Oscar considered what a normal man might do in this scenario—sing a lullaby, perhaps, or pat their heads—then wisely rejected both options.

Instead, he said, “You know, the French army trains its soldiers to sleep on command. They call it ‘discipline of the mind’.”

Henry looked up, momentarily distracted by the promise of military rigor. Clara rolled her eyes, but said, “We’re not French.”

Oscar allowed himself the hint of a smile. “Thank God for that.”

Henry sniffled. “If we sleep, will Mama come back?”

“No.” Oscar could not bring himself to sugar-coat it. “But if you don’t sleep, you’ll both make yourselves ill. And then you’ll haunt this house forever, which I am given to understand is deeply unpleasant.”

Clara’s mouth twisted. “Are you afraid of ghosts?”

He looked her dead in the eye. “Terrified.”

This seemed to satisfy her. She flopped onto her side, pulling Henry with her, and the sobbing tapered into an occasional whimper.

Oscar exhaled, then realized he’d done it aloud. Victory through attrition. He started to rise, but Clara spoke again, voice flat and direct:

“Is she coming back?”

He stared. “Who?”

Clara glanced at Henry, who answered for her. “Mama’s friend.” He wiped his nose with the back of his hand. “The lady who smells like strawberries.”

Oscar blinked. “Lady Nancy?” he said, before he could stop himself.

Clara nodded. “She said she’d come back. Did you send her away?”

“I—” Oscar had no prepared answer for this. “She was only visiting. She may return, if she wishes.”

Henry’s lower lip began to tremble. “She’s going to leave us, too.”

“Did we do something wrong?” Clara’s eyes were wide now, not with fear but with a terrible, intelligent clarity. “Is that why everyone leaves?”

Oscar swallowed hard. You utter coward!
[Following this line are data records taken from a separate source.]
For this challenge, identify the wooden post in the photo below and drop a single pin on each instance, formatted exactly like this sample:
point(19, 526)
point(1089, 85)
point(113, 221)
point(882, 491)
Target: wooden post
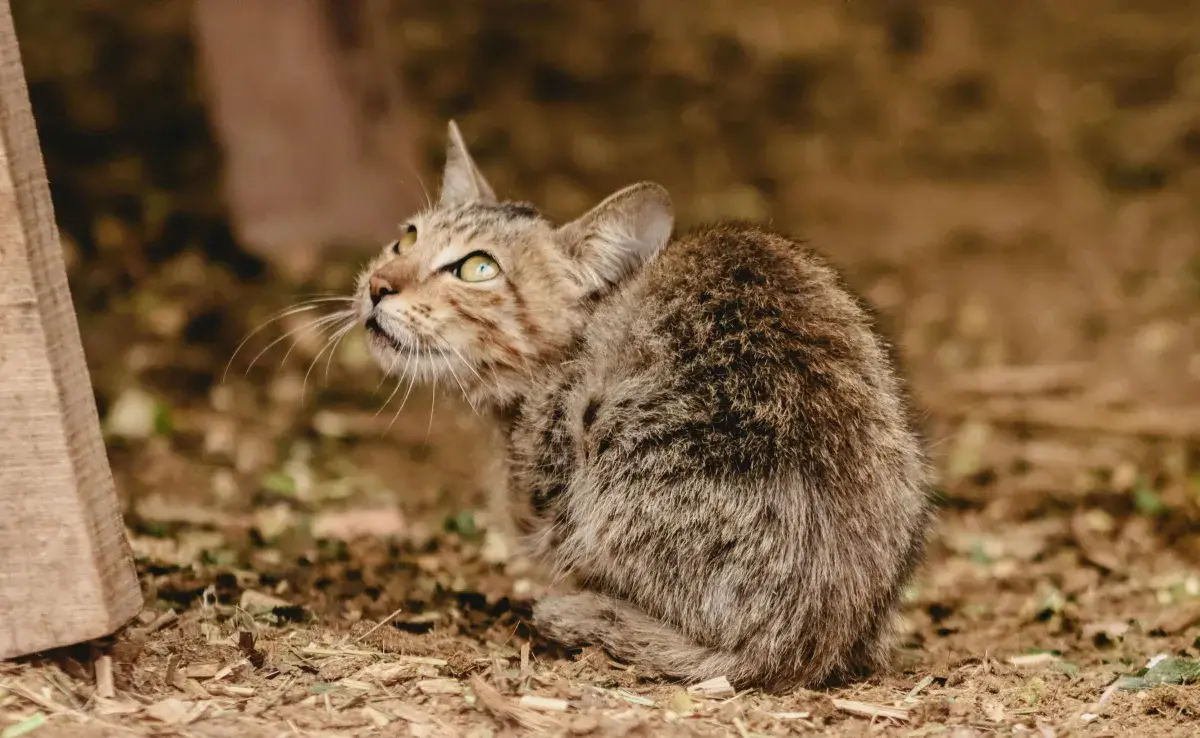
point(66, 571)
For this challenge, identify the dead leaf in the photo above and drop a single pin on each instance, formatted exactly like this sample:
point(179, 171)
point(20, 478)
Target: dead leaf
point(717, 687)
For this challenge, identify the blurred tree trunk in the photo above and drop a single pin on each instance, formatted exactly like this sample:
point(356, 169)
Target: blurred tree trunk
point(305, 101)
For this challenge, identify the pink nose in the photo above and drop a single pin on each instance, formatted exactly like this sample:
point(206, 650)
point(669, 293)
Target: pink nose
point(379, 288)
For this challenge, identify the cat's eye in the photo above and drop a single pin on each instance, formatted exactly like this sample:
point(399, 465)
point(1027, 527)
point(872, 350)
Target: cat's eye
point(406, 240)
point(478, 268)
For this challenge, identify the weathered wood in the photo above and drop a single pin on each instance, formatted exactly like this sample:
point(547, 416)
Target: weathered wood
point(304, 100)
point(66, 571)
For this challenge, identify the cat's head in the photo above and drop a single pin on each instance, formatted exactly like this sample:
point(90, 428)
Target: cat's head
point(478, 292)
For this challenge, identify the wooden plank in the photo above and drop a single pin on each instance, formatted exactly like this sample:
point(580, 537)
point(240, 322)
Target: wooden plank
point(66, 570)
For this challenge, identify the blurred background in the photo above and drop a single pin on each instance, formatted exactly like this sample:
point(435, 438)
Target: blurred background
point(1014, 185)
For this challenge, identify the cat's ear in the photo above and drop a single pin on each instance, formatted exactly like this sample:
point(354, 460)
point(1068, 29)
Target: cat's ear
point(612, 240)
point(462, 180)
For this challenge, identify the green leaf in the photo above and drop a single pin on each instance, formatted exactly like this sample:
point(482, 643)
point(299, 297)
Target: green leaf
point(1147, 501)
point(1168, 671)
point(281, 483)
point(463, 525)
point(25, 726)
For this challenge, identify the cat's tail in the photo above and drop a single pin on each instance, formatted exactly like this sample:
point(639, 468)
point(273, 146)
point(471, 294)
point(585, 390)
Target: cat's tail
point(630, 635)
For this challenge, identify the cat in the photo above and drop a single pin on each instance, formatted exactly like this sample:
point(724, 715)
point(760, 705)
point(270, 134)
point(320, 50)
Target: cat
point(703, 436)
You have spent your life cutting people out for less, and now here you are, confronted with the results.

The children needed structure, yes. But what they needed more was something he could never provide—a mother’s warmth. Fate had been thorough in her cruelty.

He opened his mouth, then closed it. He looked at Henry, who was clutching that small wooden knight. The sight of it now punched through Oscar’s chest like a musket ball as he remembered the battles they’d fought together, the way Peter would always make the knight win, no matter the odds.

He could see the shape of his brother in the way Henry held himself: stubborn, fragile, all sharp corners and hidden hopes.

The past rushed back—his last conversation with Peter, the harsh words, the unfinished forgiveness.

Then their mother’s death. Then the devastating news, no more than a year later, that Peter was gone, too.

Oscar shot to his feet, the shock of memory too much to bear. “You have done nothing wrong. Do you understand? No one is leaving you. No one.”

He didn’t wait for a reply. He strode out of the room, down the hallway, through the darkened halls of Scarfield Manor, haunted now by more than ghosts.

He reached his study, closed the door, and let himself lean hard against it. He stared at his hands, surprised to find them shaking. He poured a fresh inch of gin, then stared at the blank page on his desk. For once, the words came easily. He wrote:

Lady Nancy,

Return to Scarfield at once. We must speak.